Pour les entreprises qui ont fait le choix d’être cotées en Bourse, sans voir leur capitalisation augmenter en temps opportun, d’autres voies s’ouvrent comme les obligations convertibles en actions avec bons de souscriptions d’actions (OCABSA). Ce produit, connu pour sa flexibilité, donne la faculté à son porteur de convertir les obligations en actions au fil de l’eau. Avec l’absence de taux d’intérêt pour l’entreprise, elles constituent un excellent moyen de financer l’innovation par le marché, qui s’accompagne forcément d’un risque élevé d’une dilution du capital pour certains actionnaires. Un risque à tempérer néanmoins, sachant que beaucoup d’entreprises ayant recours aux OCABSA ne sont pas loin de mettre la clé sous la porte faute de liquidités, à l’image d’Hopium, un des leaders français de l’hydrogène. Celui-ci a émis un tirage de 200 OCABSA cette année, en collaboration avec Atlas Special Opportunities, après un dévissage sévère : son cours de bourse a perdu 96 % de sa valeur depuis le 1er janvier. Une solution de la dernière chance pour cette entreprise abandonnée par ses investisseurs, mais dont le projet pourrait révolutionner les mobilités, avec la mise au point d’une voiture à hydrogène rechargeable en quelques minutes à peine.

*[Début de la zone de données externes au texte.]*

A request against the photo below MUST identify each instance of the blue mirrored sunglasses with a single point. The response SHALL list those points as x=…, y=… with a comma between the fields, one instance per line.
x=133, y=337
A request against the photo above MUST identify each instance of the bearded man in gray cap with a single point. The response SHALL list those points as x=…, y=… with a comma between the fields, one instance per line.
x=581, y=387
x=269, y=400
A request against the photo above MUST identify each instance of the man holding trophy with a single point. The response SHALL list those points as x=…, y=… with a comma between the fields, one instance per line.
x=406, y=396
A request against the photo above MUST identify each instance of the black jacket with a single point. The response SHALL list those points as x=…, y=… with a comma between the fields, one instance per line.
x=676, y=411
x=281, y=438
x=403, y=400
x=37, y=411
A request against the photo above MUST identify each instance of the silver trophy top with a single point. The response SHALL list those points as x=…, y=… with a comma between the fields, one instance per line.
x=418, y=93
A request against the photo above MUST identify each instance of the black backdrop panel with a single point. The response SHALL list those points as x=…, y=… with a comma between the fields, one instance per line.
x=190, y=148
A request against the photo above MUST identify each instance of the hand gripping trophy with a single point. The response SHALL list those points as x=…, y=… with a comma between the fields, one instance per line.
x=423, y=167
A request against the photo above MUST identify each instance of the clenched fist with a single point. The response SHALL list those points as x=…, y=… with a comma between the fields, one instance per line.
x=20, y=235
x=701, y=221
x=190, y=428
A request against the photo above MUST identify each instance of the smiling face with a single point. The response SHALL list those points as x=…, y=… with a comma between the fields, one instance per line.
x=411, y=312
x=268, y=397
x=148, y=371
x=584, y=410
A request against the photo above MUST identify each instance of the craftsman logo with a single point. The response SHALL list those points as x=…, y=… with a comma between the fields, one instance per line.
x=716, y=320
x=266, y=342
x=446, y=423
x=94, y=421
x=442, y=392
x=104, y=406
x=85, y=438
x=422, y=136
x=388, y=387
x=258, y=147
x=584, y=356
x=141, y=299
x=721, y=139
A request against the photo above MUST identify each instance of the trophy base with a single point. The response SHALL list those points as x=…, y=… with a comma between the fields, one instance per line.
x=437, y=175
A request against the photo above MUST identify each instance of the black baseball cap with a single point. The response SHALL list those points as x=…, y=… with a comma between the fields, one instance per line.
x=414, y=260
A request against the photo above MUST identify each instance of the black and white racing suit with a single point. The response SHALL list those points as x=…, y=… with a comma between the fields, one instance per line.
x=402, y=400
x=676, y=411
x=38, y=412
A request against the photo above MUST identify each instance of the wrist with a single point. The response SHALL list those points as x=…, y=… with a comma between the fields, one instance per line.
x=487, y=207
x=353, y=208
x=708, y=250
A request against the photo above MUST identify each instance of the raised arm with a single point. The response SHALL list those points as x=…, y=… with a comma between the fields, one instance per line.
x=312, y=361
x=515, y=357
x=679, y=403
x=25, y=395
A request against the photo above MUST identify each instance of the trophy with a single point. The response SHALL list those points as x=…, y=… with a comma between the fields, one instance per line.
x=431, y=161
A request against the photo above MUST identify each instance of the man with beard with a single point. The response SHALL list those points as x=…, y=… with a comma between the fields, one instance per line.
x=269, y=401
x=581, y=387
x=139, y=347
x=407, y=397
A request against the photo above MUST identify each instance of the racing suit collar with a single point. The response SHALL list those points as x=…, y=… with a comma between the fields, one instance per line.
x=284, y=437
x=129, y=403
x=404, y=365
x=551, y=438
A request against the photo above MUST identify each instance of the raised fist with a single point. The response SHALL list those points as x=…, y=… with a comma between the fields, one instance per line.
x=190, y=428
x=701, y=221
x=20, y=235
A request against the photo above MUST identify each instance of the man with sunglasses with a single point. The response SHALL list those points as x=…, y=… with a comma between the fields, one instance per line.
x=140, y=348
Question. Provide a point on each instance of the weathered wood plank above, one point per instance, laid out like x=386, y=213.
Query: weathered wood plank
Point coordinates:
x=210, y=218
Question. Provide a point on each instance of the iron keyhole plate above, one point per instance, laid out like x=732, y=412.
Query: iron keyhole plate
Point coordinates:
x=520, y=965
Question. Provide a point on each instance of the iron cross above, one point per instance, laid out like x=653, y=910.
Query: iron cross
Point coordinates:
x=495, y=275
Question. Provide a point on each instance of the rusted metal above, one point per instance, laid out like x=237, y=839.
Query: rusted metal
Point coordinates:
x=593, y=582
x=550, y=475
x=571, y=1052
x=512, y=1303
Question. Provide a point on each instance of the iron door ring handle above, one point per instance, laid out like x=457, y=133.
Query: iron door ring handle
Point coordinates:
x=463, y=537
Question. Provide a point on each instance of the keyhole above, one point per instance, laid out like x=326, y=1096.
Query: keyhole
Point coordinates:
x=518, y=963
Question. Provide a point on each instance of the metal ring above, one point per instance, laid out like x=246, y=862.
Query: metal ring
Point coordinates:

À l’inverse, d’autres entreprises choisissent de recourir aux OCABSA pour accélérer leur développement et combler leurs besoins en fonds de roulement très élevé, justifiés par une R&D intensive. C’est le cas de nombreuses biotech, connues pour avoir des besoins en cash importants, comme Pharnext, à qui il manquait environ 100 millions d’euros pour conduire les derniers essais cliniques d’un médicament révolutionnaire destiné à traiter la maladie de Charcot-Marie-Tooth (CMT). « Aucun actionnaire n’était capable d’assurer son financement », raconte Hugo Brugière, PDG de l’entreprise, qui a donc choisi les obligations convertibles. « Avec notre partenaire financier, Alpha Blue Ocean (ABO), nous avons mis en place des moyens de financement en obligations convertibles. Cela nous a permis de lever environ 80 millions d’euros sur 18 mois », et donc de conclure l’essai clinique, qui s’est fini le 24 août dernier. La biotech vise à présent des autorisations de mise sur le marché auprès des gendarmes du médicament américains et européens. « Il faut garder les pieds sur terre, mais je crois que nous sommes à l’aube de réussir un pari stratosphérique », s'enthousiasme Hugo Brugière.

Une preuve parmi d’autres qu’en France, le financement privé est capable d’investir dans l’innovation pour accélérer la réindustrialisation et être aux avant-postes de révolutions technologiques promues et initialement soutenues par l’État.